Three panels showing observed vs expected traffic counts, a contingency table heatmap, and chi-square distributions by degrees of freedom

import numpy as np
from scipy import stats

rng = np.random.default_rng(42)

# --- Goodness of fit: equal traffic across pages? ---
observed_traffic = np.array([245, 198, 312, 245])
n_total = observed_traffic.sum()
expected_equal = np.full(4, n_total / 4)

chi2_gof, p_gof = stats.chisquare(observed_traffic, expected_equal)
print("Goodness-of-fit test (equal traffic across 4 pages):")
print(f"  Observed: {observed_traffic}")
print(f"  Expected: {expected_equal}")
print(f"  chi2 = {chi2_gof:.3f}, p = {p_gof:.4f}")

# --- Test of independence: customer segment vs purchase ---
# Rows: New customers, Returning customers
# Columns: Purchased, Did not purchase
contingency = np.array([
    [142, 358],
    [231, 269]
])

chi2_ind, p_ind, dof, expected_ind = stats.chi2_contingency(contingency)
print(f"\nTest of independence (segment vs purchase):")
print(f"  Observed:\n{contingency}")
print(f"  Expected:\n{expected_ind.astype(int)}")
print(f"  chi2 = {chi2_ind:.3f}, p = {p_ind:.4f}, df = {dof}")

# Cramer's V: effect size for chi-square
n = contingency.sum()
cramers_v = np.sqrt(chi2_ind / (n * (min(contingency.shape) - 1)))
print(f"  Cramer's V = {cramers_v:.3f}")

# Manual verification
chi2_manual = 0
for i in range(2):
    for j in range(2):
        chi2_manual += (contingency[i,j] - expected_ind[i,j])**2 / expected_ind[i,j]
print(f"\nManual chi2 = {chi2_manual:.3f} (matches scipy: {np.isclose(chi2_manual, chi2_ind)})")

The goodness-of-fit test checks whether the four landing pages get equal traffic. Page C has noticeably more visits than the others. The chi-square statistic measures whether that imbalance is large enough to be unlikely under the null of equal distribution.

The independence test checks whether customer segment is associated with purchase behavior. The expected values under independence are computed from the row and column totals. Returning customers purchase at a higher rate than new customers in the observed data. The chi-square statistic tests whether that gap exceeds what you would expect from sampling variation alone. Cramer’s V gives the effect size on a 0 to 1 scale, making the result interpretable regardless of sample size.

Business application

Product analytics. You have four notification types and want to know if users engage equally with all of them. A goodness-of-fit test with equal expected proportions answers this in one test. If significant, look at which categories are above or below their expected counts to understand where the imbalance is.
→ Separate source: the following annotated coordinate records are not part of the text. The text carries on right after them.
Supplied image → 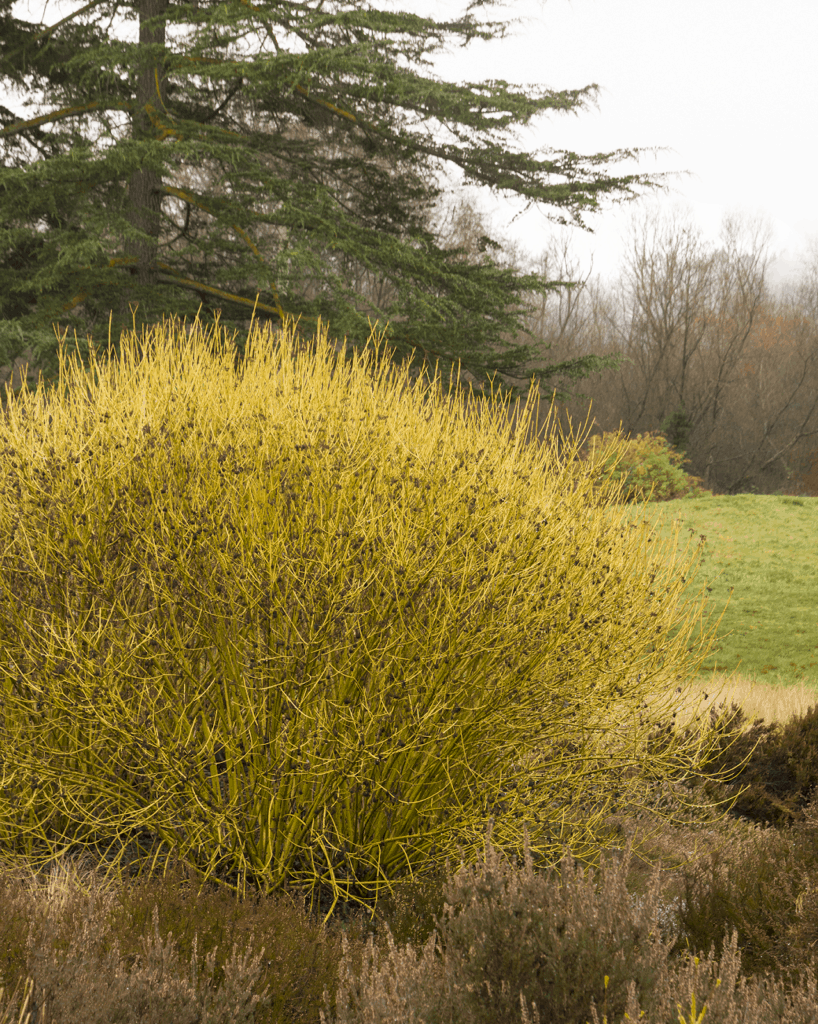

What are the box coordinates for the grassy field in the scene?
[0,397,818,1024]
[593,495,818,722]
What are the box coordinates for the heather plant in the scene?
[679,801,818,984]
[321,823,818,1024]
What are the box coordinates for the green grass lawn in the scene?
[601,495,818,690]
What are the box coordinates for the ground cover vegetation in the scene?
[0,313,818,1022]
[0,4,818,1024]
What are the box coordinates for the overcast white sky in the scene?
[6,0,818,288]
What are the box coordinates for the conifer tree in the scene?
[0,0,659,407]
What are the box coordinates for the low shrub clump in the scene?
[321,827,818,1024]
[580,431,712,504]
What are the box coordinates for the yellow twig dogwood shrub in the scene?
[0,309,741,921]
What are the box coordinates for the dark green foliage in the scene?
[0,0,662,411]
[659,402,693,453]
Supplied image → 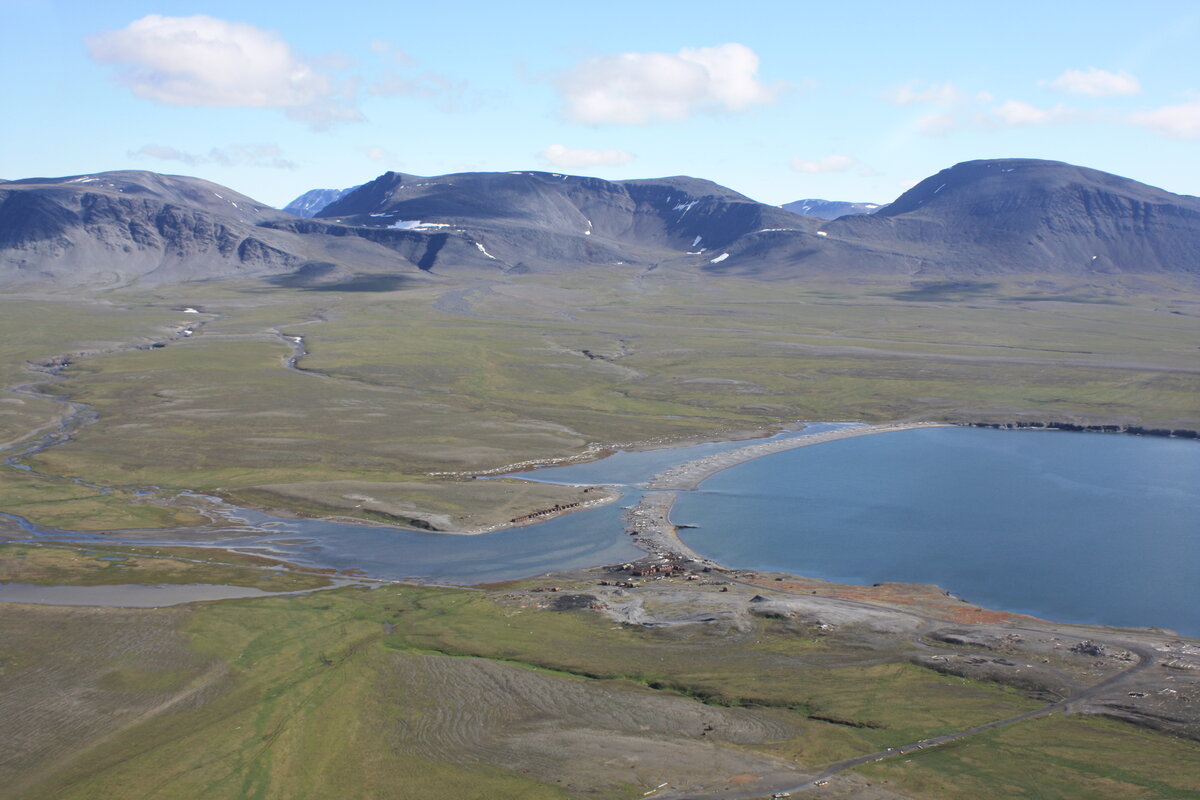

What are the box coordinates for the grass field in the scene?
[0,582,1200,800]
[0,270,1200,530]
[0,545,330,591]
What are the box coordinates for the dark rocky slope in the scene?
[0,160,1200,288]
[780,198,887,219]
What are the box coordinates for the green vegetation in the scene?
[0,545,330,591]
[860,717,1200,800]
[0,273,1200,529]
[0,582,1200,800]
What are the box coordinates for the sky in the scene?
[0,0,1200,206]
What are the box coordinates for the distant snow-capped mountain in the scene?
[780,198,887,219]
[283,186,358,217]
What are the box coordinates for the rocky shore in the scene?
[646,422,949,491]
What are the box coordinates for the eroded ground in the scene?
[0,548,1200,800]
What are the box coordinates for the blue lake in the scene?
[672,428,1200,636]
[4,423,1200,636]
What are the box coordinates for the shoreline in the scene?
[646,422,958,492]
[622,422,955,572]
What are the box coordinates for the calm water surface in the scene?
[672,428,1200,636]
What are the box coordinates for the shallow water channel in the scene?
[0,423,1200,636]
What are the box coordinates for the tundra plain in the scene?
[0,267,1200,800]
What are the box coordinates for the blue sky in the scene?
[0,0,1200,205]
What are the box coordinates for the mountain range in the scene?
[780,198,887,219]
[0,160,1200,288]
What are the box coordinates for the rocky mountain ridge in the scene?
[779,198,887,219]
[0,160,1200,288]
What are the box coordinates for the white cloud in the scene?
[558,43,778,125]
[883,80,967,106]
[792,155,858,173]
[991,100,1080,127]
[1043,67,1141,97]
[1129,101,1200,139]
[914,112,962,137]
[88,14,361,124]
[128,144,296,169]
[538,144,635,169]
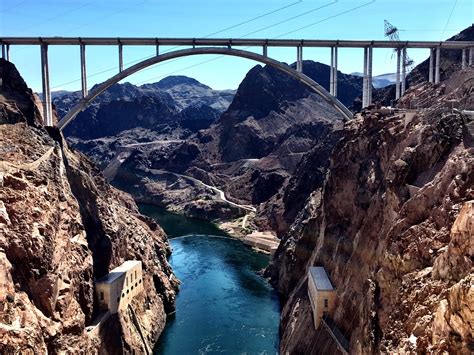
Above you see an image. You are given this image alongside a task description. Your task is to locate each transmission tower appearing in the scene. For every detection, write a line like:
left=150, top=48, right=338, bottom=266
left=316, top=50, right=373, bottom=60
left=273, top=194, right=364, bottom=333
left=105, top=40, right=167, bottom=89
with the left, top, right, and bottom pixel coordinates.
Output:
left=384, top=20, right=415, bottom=72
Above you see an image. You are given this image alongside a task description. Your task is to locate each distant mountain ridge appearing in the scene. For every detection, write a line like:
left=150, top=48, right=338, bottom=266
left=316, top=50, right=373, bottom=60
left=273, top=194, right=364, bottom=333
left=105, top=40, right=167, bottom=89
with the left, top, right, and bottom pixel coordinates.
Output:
left=53, top=76, right=235, bottom=139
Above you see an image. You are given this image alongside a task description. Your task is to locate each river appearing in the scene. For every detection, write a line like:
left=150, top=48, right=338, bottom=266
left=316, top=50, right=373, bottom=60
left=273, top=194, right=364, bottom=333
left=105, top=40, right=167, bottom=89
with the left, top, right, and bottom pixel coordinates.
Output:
left=140, top=205, right=280, bottom=355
Marketing attribution. You want to know whether the channel a customer came through (organic, paid, email, referral) is associated with whether they make a repeat purchase. A contingency table of channel by repeat purchase, tested with chi-square, answers this directly.

Fraud detection. Transaction categories that appear far more or less often than historical norms can signal unusual activity. A goodness-of-fit test against historical proportions flags anomalies without requiring continuous measurements.
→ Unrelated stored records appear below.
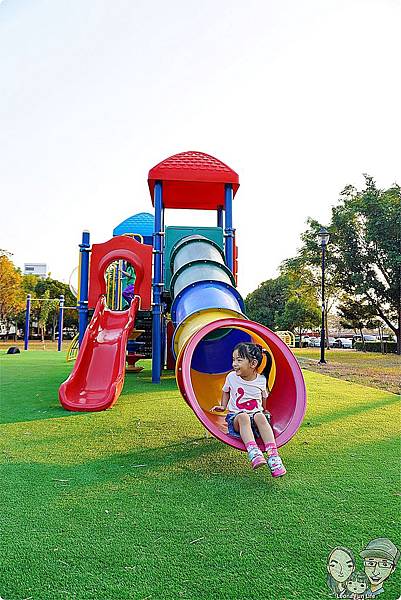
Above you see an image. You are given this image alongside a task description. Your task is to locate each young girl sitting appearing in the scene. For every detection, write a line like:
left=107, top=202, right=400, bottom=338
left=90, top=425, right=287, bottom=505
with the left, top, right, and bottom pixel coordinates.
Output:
left=212, top=343, right=286, bottom=477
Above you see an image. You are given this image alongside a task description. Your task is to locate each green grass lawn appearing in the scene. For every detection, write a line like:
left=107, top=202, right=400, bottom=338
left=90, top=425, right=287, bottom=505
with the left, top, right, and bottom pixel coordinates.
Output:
left=0, top=351, right=401, bottom=600
left=293, top=348, right=401, bottom=394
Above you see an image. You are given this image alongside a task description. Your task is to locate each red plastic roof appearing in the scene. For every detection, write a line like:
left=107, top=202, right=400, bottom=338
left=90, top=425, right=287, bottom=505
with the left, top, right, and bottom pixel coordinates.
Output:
left=148, top=151, right=239, bottom=210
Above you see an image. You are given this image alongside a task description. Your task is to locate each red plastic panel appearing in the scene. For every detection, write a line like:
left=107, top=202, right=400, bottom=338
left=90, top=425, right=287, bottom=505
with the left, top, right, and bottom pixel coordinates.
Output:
left=88, top=235, right=152, bottom=310
left=148, top=151, right=239, bottom=210
left=59, top=296, right=139, bottom=412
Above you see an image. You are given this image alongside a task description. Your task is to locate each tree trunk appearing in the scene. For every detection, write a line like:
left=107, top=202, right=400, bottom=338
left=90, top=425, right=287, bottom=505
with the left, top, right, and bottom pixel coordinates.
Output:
left=52, top=315, right=56, bottom=342
left=324, top=308, right=330, bottom=350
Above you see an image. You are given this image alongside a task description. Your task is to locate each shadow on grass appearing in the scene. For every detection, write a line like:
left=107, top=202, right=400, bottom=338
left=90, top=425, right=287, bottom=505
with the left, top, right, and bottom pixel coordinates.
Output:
left=301, top=396, right=400, bottom=427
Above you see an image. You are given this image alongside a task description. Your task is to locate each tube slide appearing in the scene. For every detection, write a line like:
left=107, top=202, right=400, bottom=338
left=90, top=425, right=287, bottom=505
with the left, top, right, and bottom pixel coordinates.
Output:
left=170, top=235, right=306, bottom=450
left=59, top=295, right=140, bottom=411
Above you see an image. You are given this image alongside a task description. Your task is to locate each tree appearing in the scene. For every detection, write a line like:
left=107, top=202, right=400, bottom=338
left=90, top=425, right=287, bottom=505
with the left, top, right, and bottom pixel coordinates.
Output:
left=245, top=276, right=290, bottom=330
left=337, top=296, right=378, bottom=351
left=330, top=175, right=401, bottom=354
left=0, top=254, right=24, bottom=323
left=281, top=175, right=401, bottom=354
left=280, top=218, right=342, bottom=347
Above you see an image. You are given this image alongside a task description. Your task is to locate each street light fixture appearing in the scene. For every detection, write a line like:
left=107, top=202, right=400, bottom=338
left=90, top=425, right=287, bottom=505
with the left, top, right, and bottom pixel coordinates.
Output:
left=317, top=227, right=330, bottom=365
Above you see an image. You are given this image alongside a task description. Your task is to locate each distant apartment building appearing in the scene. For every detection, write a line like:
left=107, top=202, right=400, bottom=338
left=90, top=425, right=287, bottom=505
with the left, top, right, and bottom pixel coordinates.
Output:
left=24, top=263, right=47, bottom=279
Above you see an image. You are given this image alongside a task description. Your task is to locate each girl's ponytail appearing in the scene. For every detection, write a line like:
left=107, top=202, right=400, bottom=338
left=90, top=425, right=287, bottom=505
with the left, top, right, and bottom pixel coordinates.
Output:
left=262, top=348, right=273, bottom=392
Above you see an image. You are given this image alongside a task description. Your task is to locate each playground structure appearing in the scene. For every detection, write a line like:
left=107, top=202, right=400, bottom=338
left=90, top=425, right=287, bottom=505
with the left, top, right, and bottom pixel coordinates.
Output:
left=24, top=294, right=77, bottom=352
left=59, top=152, right=306, bottom=450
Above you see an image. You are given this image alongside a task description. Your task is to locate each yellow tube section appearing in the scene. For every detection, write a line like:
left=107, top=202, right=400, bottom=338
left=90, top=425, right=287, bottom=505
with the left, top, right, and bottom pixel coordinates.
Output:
left=174, top=308, right=244, bottom=356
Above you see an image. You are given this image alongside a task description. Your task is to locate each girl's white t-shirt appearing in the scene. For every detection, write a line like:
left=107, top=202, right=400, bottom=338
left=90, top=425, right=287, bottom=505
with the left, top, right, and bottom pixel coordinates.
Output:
left=223, top=371, right=267, bottom=414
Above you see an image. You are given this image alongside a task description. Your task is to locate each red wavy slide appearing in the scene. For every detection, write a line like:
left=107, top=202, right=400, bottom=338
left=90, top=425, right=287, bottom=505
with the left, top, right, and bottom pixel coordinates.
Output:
left=59, top=296, right=140, bottom=411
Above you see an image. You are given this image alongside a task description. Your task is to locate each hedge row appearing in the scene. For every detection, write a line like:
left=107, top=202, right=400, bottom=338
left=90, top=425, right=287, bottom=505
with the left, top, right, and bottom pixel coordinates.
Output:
left=354, top=342, right=397, bottom=354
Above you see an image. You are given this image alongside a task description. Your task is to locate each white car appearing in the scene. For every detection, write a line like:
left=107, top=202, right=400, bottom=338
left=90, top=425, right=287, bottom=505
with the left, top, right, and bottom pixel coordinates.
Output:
left=333, top=338, right=352, bottom=348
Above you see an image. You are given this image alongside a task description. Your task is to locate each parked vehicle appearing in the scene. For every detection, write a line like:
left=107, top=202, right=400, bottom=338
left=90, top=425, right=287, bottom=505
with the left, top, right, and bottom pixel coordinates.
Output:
left=309, top=337, right=335, bottom=348
left=352, top=335, right=379, bottom=342
left=333, top=338, right=352, bottom=348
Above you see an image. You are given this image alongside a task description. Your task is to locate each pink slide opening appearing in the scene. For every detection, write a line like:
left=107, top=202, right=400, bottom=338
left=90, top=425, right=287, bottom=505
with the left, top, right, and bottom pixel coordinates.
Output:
left=59, top=296, right=139, bottom=411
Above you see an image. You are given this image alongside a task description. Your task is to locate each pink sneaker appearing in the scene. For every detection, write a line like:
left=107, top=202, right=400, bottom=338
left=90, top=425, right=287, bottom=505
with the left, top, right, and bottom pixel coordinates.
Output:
left=267, top=454, right=287, bottom=477
left=251, top=453, right=266, bottom=469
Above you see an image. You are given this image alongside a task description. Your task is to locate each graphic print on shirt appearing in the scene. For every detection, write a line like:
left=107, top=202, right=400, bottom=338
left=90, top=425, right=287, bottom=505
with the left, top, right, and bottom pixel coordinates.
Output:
left=235, top=388, right=258, bottom=410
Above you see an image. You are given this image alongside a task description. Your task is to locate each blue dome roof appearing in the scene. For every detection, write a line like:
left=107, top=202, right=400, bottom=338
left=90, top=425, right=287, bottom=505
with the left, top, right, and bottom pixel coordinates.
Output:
left=113, top=213, right=155, bottom=237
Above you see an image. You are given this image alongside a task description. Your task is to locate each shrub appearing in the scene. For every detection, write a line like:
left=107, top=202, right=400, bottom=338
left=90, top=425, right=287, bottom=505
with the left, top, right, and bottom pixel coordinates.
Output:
left=354, top=342, right=397, bottom=354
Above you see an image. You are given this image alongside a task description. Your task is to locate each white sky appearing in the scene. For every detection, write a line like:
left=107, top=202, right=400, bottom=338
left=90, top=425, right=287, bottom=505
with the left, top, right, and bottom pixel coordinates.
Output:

A/B testing with binary outcomes. When your outcome is categorical (clicked vs did not click, bought vs did not buy), chi-square tests the association between variant assignment and outcome. For 2x2 tables, this is mathematically equivalent to a z-test for proportions, but chi-square generalizes naturally to more than two variants or more than two outcome categories.

What chi-square cannot tell you. A significant chi-square result tells you that the observed and expected distributions differ, or that two variables are associated. It doesn’t tell you the direction or magnitude of the relationship without further analysis. For 2x2 tables, look at the odds ratio. For larger tables, examine the standardized residuals for each cell to see which categories are driving the deviation. And with large enough samples, trivially small associations will appear significant. Always pair a significant result with an effect size measure like Cramer’s V.